Qwen3.6-27B abliterated weights arrive on HuggingFace
Iambackup released abliterated BF16 weights for Qwen3.6-27B-AEON-Ultimate-Uncensored on HuggingFace, removing safety layers from the 27-billion-parameter multimodal model.
Iambackup released abliterated BF16 weights for Qwen3.6-27B-AEON-Ultimate-Uncensored on HuggingFace on June 28, stripping safety filters from Alibaba's 27-billion-parameter multimodal model. The checkpoint supports image-text-to-text pipelines and ships in safetensors format with A100 and aarch64 compatibility tags, positioning it for practitioners running inference on both datacenter GPUs and ARM-based consumer hardware. Abliteration rewrites the model's internal representations to bypass refusal behavior without retraining, preserving instruction-following capability while removing content restrictions baked into the original weights.

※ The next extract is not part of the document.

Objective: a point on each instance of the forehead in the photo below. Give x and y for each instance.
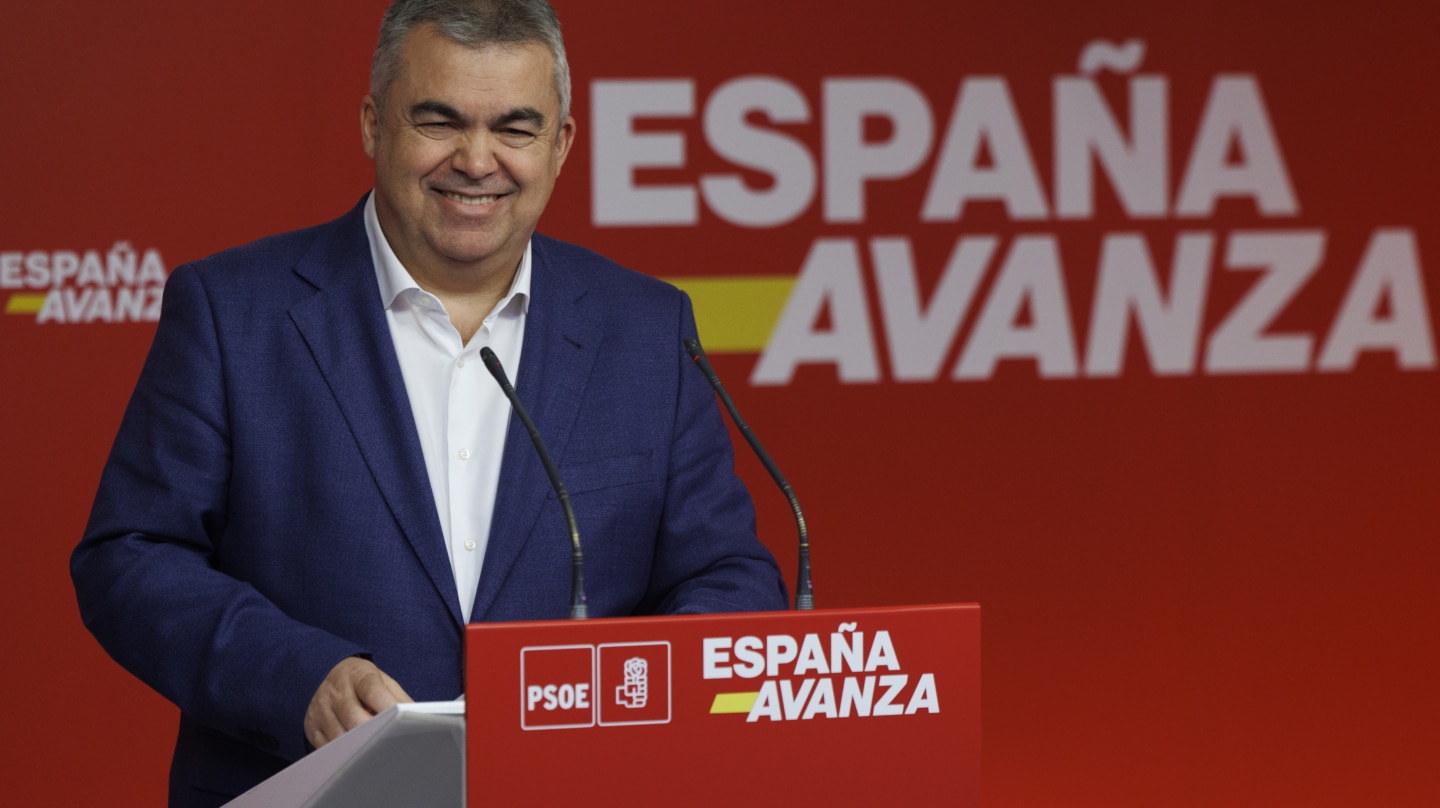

The BF16 precision keeps memory overhead manageable compared to full FP32 weights—a practical choice for practitioners balancing quality against VRAM constraints on consumer GPUs or cloud instances with limited memory budgets. The 27-billion-parameter count places the model in the mid-tier range for multimodal transformers, large enough for nuanced vision-language tasks but small enough to run on single-GPU setups with 40GB or more of VRAM.